Corn planting was expected to get started on Easter Saturday in the Fort Dodge area with an early bird wanting to get an early start hoping to capture higher yields. The ground is dry enough but most operators would feel more comfortable if the soil temps was in the mid to high 40s and heading upwards. Along I-80 there was a lot of fertilizer being applied but I saw no planters in the field on a run down to Avoca on Friday.
The same early planter fellow was expecting beans being planted this next week in central Illinois as those early planted beans in recent years have responded by forming more podded nodes. The small V-cotyledon stage plants contain enough sugar to tolerate lower temps than we previously thought possible.

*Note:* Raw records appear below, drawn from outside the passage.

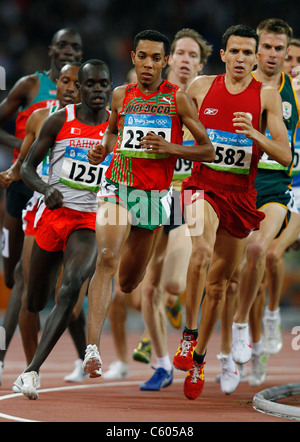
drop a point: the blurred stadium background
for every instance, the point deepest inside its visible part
(108, 28)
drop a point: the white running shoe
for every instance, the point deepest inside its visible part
(17, 387)
(241, 349)
(28, 383)
(117, 370)
(258, 370)
(272, 340)
(92, 363)
(230, 377)
(77, 374)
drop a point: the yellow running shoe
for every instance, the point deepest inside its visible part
(174, 314)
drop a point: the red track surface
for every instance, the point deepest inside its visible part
(122, 401)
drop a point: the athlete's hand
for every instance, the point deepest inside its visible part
(243, 124)
(155, 144)
(53, 198)
(97, 154)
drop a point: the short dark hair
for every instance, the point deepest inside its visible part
(93, 62)
(152, 35)
(239, 31)
(275, 26)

If the air temps reach into the 70s in the week after Easter and the rains don’t move in we are likely to see more corn acres being planted. The memories of the delayed planting seasons of 2018 and 2019 are still entrenched in grower’s minds, so given the opportunity to make progress with getting a sizeable portion of their crops in the ground, they will be operating their planters.

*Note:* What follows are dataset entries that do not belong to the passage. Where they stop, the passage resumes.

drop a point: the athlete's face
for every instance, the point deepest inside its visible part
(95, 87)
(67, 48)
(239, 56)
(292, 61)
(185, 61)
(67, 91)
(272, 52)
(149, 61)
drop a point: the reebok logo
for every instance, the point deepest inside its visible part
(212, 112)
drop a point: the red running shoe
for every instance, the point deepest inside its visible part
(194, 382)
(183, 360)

For the farmers who see the high soybean prices for their 2021 produced crop, they have to be asked what plans they will be making to improve their yields over what they have done in the past. There are a select number of bean producers who have blazed their own paths to higher yields. They were able to glean ideas that champion growers have adopted and proved to work that now accepted. Kip hated harvesting his 150 Bu/A beans, but he learned enough from them that he was able to apply to his larger acreage of green beans. There is no silver bullet involved in high yield beans. Placed fertilizer, not being short on any mineral, developing a healthy root system in biologically rich soil, manipulating plant architecture thru hormones and foliar applied products and then late applied nutrition helped to plump up bean size are all crucial steps.

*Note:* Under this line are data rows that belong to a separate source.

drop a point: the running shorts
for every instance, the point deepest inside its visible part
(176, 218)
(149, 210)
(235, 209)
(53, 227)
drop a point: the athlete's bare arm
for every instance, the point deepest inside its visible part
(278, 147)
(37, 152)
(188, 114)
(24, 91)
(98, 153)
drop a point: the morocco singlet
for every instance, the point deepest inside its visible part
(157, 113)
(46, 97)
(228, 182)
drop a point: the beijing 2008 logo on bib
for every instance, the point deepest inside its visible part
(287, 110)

To establish healthy plants with a deep root system use a good inoculant along with a biological. I like GraphEx with SabrEx as an inoculant. To maximize podded node number plant early or use Lactobacillus and Acetobacter bacteria in furrow. To maximize branch counts, apply a hormone producing PPFM bacteria or Impulse or a combination of the two. To maximize pod retention there are several products that look good: Seed Set; Advance from BW Fusion, or a combination of the two. To increase seed size there are several products that have looked good: Seed Set/Rondo; Advance; or NutraBoost. There was limited testing of a mix of minerals, AAs, micros and fish that gave fantastic results in a drought area last year. Stress can be minimized with Phonix/Respite or foliar Mainstay Si. Maximize nutrient uptake and efficiency with products like Take Off. I was told of a newer product Seed plus Graphite from Phytozyme which is being folded in with Verdesian Life Sciences. Growers like Jimmy Fredricks use their imagination and the ideas from high yield innovators to better understand plant growth and physiology. They then understand the different plant growth steps and needs to develop an action plan for what the needs of each step will be.